The best way to find reputable roofing contractors is by getting recommendations from neighbors, friends, or family who have had positive experiences. Never hire a roofer without checking the company’s license and ensuring it’s in active status by going to www.cslb.ca.gov. You can also see if there have been any actions taken against the license, as well as verify the company has workers compensation insurance to protect its workers when they are at your home.

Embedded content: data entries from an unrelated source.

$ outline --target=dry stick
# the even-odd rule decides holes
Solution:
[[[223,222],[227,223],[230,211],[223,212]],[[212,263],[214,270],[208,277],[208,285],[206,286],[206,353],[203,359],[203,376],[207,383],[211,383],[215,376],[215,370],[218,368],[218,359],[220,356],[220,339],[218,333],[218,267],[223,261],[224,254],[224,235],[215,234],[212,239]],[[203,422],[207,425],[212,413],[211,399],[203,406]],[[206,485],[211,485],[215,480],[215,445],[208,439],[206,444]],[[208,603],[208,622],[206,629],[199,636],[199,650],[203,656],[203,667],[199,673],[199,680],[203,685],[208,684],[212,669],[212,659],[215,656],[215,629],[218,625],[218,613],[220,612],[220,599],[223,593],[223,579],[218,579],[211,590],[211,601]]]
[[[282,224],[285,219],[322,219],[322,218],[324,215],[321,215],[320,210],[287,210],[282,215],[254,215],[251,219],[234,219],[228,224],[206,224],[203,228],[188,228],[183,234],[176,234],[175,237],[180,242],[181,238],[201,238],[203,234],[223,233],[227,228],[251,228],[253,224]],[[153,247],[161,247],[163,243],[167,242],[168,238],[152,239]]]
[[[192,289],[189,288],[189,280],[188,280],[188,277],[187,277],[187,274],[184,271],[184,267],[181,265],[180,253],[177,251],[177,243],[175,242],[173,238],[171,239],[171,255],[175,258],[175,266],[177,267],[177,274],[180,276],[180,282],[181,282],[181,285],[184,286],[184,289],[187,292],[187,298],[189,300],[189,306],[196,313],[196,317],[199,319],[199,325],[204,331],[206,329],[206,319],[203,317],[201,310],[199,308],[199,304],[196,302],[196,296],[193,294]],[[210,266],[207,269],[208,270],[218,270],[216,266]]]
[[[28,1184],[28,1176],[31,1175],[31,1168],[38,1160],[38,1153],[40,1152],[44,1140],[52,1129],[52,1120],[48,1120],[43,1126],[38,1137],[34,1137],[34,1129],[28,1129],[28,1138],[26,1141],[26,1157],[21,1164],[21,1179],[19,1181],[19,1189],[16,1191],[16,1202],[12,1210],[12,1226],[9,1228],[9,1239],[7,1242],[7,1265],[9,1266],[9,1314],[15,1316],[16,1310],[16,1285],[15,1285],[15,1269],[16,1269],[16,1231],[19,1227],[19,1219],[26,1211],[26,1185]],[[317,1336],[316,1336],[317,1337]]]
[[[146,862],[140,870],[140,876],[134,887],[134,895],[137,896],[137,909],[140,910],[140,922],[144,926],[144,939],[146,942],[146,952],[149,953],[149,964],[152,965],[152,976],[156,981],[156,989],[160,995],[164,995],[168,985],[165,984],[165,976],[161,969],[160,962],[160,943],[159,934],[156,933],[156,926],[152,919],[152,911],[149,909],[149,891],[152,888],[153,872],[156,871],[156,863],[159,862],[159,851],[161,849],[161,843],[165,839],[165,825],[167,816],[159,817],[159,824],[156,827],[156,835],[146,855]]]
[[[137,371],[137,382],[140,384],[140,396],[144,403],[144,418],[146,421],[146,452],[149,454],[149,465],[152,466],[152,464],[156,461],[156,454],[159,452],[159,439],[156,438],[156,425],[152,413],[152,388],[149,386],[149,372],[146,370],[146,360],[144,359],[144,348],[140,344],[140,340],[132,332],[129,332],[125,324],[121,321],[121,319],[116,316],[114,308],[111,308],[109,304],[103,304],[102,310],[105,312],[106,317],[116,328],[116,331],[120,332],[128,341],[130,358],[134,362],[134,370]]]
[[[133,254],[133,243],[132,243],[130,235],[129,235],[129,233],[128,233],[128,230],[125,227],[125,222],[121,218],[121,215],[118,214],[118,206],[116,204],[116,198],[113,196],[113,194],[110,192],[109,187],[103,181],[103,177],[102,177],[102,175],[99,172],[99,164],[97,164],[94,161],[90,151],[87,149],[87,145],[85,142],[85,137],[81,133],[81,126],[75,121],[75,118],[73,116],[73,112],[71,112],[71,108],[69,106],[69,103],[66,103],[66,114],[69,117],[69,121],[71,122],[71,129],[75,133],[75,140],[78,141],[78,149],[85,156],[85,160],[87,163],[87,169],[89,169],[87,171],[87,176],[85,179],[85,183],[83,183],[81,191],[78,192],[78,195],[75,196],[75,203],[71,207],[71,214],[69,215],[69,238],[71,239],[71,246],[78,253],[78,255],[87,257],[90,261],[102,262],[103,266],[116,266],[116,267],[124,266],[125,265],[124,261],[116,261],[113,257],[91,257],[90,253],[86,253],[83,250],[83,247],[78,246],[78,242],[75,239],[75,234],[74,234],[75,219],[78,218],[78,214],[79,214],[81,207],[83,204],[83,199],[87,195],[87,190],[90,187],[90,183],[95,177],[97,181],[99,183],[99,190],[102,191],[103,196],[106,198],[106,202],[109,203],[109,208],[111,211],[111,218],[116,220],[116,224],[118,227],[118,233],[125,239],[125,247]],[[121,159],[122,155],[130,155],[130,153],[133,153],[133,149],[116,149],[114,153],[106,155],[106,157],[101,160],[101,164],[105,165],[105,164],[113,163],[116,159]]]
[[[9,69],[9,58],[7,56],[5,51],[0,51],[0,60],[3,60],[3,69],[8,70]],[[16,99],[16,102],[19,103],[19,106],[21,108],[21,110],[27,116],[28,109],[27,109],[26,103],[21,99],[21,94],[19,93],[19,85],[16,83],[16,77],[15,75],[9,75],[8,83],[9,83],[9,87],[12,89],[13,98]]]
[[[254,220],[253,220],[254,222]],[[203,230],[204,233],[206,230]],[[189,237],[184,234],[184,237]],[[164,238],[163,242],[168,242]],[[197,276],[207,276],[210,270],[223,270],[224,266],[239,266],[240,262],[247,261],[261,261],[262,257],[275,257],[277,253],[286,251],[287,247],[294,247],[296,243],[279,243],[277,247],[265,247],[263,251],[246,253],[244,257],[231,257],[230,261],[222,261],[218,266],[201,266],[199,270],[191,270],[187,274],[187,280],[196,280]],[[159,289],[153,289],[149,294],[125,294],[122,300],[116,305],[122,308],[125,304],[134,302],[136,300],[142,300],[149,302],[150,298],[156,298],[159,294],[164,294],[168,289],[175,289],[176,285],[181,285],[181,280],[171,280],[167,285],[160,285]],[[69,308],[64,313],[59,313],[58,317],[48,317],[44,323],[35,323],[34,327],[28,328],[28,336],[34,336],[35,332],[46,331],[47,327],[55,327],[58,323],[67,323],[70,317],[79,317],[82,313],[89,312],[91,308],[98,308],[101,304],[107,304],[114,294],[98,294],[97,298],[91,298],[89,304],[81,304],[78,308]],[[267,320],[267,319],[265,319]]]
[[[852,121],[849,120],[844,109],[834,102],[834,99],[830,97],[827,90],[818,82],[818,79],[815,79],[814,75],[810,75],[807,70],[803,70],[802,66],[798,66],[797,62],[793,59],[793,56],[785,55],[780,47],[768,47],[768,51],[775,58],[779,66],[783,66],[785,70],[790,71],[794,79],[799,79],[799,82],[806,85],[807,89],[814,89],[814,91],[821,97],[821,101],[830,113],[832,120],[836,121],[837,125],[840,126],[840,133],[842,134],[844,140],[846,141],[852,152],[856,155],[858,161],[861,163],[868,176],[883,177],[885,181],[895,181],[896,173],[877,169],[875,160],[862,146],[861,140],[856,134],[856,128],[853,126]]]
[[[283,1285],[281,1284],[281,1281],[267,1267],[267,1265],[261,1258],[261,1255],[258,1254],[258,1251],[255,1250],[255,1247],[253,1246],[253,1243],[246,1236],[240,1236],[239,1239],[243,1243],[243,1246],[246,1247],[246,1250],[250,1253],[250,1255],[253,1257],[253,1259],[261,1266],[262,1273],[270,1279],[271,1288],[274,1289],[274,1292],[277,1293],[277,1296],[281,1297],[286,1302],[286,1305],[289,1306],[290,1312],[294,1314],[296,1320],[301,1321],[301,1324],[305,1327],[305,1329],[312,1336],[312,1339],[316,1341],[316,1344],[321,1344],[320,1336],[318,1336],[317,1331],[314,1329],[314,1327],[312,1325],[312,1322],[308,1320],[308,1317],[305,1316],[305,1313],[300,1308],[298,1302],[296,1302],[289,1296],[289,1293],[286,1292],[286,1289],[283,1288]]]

While most people wait until selling their home to get a roof inspection, consider scheduling one every few years to get ahead of any issues and help avoid costly repairs, and possibly extend the life of your roof.
Avoid a Mechanics Lien
A mechanics lien is a legal claim against, or security interest in, your property that, if unpaid, allows a foreclosure action, forcing the sale of your home to satisfy any project debts. The lien claim is filed in a county recorder’s or clerk-recorder’s office by an unpaid contractor, subcontractor, supplier, or worker. The prime contractor has a direct, contractual agreement with the homeowner. If the contractor isn’t paid, he or she can sue on the contract and/or record a mechanics lien. But subcontractors, workers, and suppliers don’t have a contract with the homeowner. A problem can occur when the homeowner pays the prime contractor for all or some of the work, but the prime contractor fails to pay the laborers, subcontractors, and materials suppliers that were hired to do portions of the job.
Help avoid problems by getting a written contract for all work from the roofing company and make sure it includes:
- A schedule that demonstrates when specific construction activities will begin and end (such as roof tear off, material delivery, or roof installation) and the projected payments that are tied to the contract price of these activities.
- Identification of any subcontractors and workers who may be performing these construction activities. (Check their license, too.)
- Identification of suppliers who are providing materials necessary for the project.
- A “release of lien” clause. The direct (prime) contractor is required to get release signatures for you from the potential lien claimants.
You can also check with your local courthouse to see if the prime contractor has a history of litigation.